Somewhere on the Lao peninsula of Luang Prabang, a ceremonial celebration of endless eating, drinking, and chanting carried on day in and day out for a succession of four nights and five days. There were three spirit houses ornately decorated with flowers, a black and white photo of the deceased, rice, kip, and other symbolic offerings. Candles burned well into the night and throughout the day. There was a continuous flow of lay-people and monks passing by. As night fell, many would camp out on the cold tiled floor searching for warmth against the unusual winter chill. The music continued. Food was served. People laughed. Some played cards and many drank. The sangha, the local Buddhist community, bonded once more.

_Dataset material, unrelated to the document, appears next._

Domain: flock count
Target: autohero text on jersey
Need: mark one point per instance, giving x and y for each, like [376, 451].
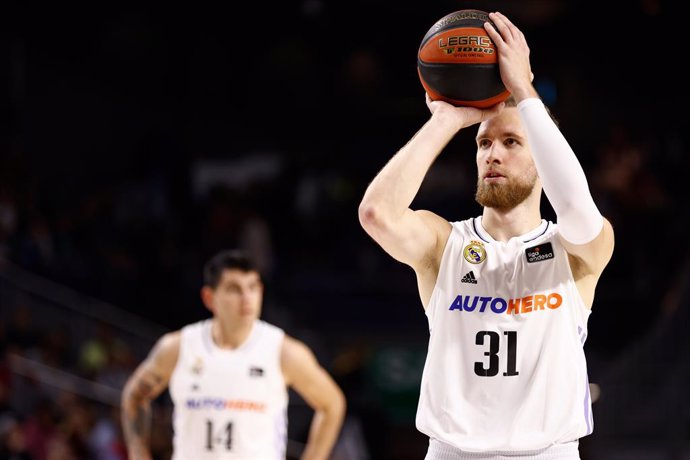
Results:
[500, 305]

This is the Buddhist tradition. Death, as well as life, are prevalent, and all sentient beings, without any exception, will inevitably experience suffering, loss, and yes, death. Abinivesha, the root of all of our fears, causes us to desperately cling to life and deny the existential truth of our brief, transient presence here on earth. Micromanaging our illusory permanent existence and our fear of suffering just causes more internal suffering. Surrendering to Buddha’s truth, that suffering exists,does not mean that we no longer care about life or about others. Instead, suffering could become a homeopathic remedy for feeling the preciousness of life, including its joys as well as its sadnesses, and the inescapable end. We can take this ancient wisdom to heart, letting it split our hearts wide open, feeling the inner connectedness with others and life’s fragility.

Death is always lingering. In fact, we are all moving one step closer with each breath, with each passing moment. As scary as it might seem, there is no escaping. Through total acceptance, we crack open the illusory door of permanence to wide open freedom, experiencing the gift of life not in fear but in celebration! Maybe, this is the practice.